Since so many students choose to stay in Rogers Park and Edgewater, it is important to consider the neighborhood’s crime statistics. According to the Chicago Tribune’s crime database, there have been 28 violent crimes in Rogers Park from March 21 to April 20, 2013 alone. This includes 13 reports of robbery, five reports of battery, five reports of assault and two reports of sexual assault.
The Water Tower Campus’s Gold Coast neighborhood in Chicago’s near North Side community area reported similar crime statistics with 23 violent crimes from March 21 to April 20, 2013. This includes 9 reports of robbery, 10 reports of battery, 2 reports of assault, and 2 reports of sexual assault.
While students can research the safety of an area on their own, most services such as Chicago Apartment Finders will not help narrow the search based on the safety of an area.

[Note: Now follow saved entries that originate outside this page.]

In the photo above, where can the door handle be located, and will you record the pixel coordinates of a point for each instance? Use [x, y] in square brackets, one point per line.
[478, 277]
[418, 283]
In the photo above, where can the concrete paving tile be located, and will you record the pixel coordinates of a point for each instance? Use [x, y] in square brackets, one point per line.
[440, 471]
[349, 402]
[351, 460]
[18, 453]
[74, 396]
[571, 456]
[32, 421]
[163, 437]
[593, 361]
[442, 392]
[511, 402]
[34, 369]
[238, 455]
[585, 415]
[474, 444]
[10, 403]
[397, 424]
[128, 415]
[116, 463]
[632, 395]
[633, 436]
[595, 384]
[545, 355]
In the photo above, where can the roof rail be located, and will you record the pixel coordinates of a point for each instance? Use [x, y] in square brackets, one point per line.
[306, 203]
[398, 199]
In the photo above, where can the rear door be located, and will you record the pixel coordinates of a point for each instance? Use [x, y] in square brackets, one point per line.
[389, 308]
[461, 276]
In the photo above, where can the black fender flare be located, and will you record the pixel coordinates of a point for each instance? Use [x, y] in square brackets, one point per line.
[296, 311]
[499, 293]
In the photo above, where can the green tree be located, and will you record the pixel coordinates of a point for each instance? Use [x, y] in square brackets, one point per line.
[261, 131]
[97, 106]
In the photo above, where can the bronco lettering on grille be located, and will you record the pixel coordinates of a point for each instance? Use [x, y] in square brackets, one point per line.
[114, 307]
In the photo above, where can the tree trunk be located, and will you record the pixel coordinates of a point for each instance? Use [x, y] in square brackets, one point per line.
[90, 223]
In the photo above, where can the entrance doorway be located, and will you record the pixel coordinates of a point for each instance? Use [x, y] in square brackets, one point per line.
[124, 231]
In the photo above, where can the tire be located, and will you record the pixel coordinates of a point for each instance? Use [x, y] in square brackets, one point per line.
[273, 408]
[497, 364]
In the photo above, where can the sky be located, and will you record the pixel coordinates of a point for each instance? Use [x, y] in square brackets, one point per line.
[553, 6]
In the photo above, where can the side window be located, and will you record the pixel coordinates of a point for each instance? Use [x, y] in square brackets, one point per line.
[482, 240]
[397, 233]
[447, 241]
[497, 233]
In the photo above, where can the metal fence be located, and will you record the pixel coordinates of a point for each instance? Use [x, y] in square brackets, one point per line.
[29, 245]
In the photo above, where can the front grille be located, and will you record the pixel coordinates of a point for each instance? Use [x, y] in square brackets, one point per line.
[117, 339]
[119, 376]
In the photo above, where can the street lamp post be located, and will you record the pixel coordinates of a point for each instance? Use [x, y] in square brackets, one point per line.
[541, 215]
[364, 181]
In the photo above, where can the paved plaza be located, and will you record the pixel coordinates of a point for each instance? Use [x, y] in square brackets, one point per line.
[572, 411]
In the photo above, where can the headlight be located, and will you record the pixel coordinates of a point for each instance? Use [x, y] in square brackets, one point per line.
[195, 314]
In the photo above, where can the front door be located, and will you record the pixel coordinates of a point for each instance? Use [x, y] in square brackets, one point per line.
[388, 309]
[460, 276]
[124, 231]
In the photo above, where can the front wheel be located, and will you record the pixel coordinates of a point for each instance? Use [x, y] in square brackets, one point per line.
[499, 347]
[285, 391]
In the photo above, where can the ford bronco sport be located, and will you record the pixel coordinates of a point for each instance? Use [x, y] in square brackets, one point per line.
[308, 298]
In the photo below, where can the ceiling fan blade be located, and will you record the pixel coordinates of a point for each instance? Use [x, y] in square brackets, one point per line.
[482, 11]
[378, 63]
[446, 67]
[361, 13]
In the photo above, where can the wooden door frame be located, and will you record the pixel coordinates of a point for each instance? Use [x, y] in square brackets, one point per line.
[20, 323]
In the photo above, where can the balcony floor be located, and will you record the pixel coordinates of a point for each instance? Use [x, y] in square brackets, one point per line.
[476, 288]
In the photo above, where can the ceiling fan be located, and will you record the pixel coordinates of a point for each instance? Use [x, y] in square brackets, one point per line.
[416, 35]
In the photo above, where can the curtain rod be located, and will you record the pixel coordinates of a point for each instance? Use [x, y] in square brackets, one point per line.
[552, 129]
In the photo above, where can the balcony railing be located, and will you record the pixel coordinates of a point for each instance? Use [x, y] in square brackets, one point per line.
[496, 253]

“By law, we are not allowed to comment on safety under the Fair Housing Act,” Crogaert said. “It’s all completely up to the tenant to do their research ahead of time and decide where they want to be.”
Step #4 The Final Stages
After choosing an apartment with a suitable rent, location, neighbors and landlord, the student and his or her roommates should apply to live in the apartment and, if accepted, review the tenant lease. There are often multiple people applying for the same apartment, so it is important that students present themselves to their landlords as responsible, upstanding adults. Students should read over the Residential Landlord and Tenant Ordinance in the off-campus living guide to assure that their general responsibilities during the time of the lease, such as making payments and abiding by rules, will be met.
A refundable, or sometimes non-refundable, security deposit will often be required before signing the lease. Before students move in, they should activate all utilities and ensure that they have renters insurance. While many students might think that they won’t need or can’t afford renters insurance, it will help cover unpredictable and inevitable circumstances such as damages to the property or theft of the renter’s belongings. Students will need to plan ahead to bring furniture, appliances, or anything else they might need to provide themselves.
After that, it’s time to move in and call the apartment home, sweet home (at least until the lease is up). This may seem like a lengthy process—Because it is! The key is to plan ahead to avoid feeling stressed and anxious. Stay organized, remain calm, and happy apartment hunting!